# Collet nut



## slennon (Aug 24, 2011)

Hi 

I bought a Challenge Xtreme 1100W Router in homebase for under the router table to save switching. 

After not much use the collet nut seems to have worn and wont tighten the bid in place. 

Im wonder can collet nuts be ordered anywhere and are the pretty universal things?

Thanks
S


----------



## jlord (Nov 16, 2009)

The collet nut would have to fit your router. It's not something that is universal like shank sizes on router bits.


----------



## slennon (Aug 24, 2011)

*Thanks*

Kind of thought so. Its a cheap brand so not so easy to find info on it....
Thanks
S



jlord said:


> The collet nut would have to fit your router.

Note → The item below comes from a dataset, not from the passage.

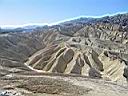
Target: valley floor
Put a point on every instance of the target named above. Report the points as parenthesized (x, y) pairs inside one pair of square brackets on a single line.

It's not something that is universal like shank sizes on router bits.


----------



## The Warthog (Nov 29, 2010)

I ordered a new collet from this site for my Skil router: Repair Parts for All Major Brands - DIY Repair | eReplacementParts.com shich carries parts for many routers, You may have to do a bit of sleuthing to find out the manufacturer of your router. The parts for my skil router are made by Bosch.


----------



## janaf (Jan 28, 2012)

I'd guess the Challenge Xtreme 1100W Router is a generic made in China, that you can have any brand name on that you like, as long as you buy 1000 units. 

Unfortunately there is no generic collet or collet nut standard, at least not one used for routers. If you are lucky, you can find a collet that fits, from another machine. But from a quality brand, it may cost you as much as that router. 

Try Trend in the UK. They specialize in routers and have replacements for many brands. Trend Machinery & Cutting Tools Ltd


----------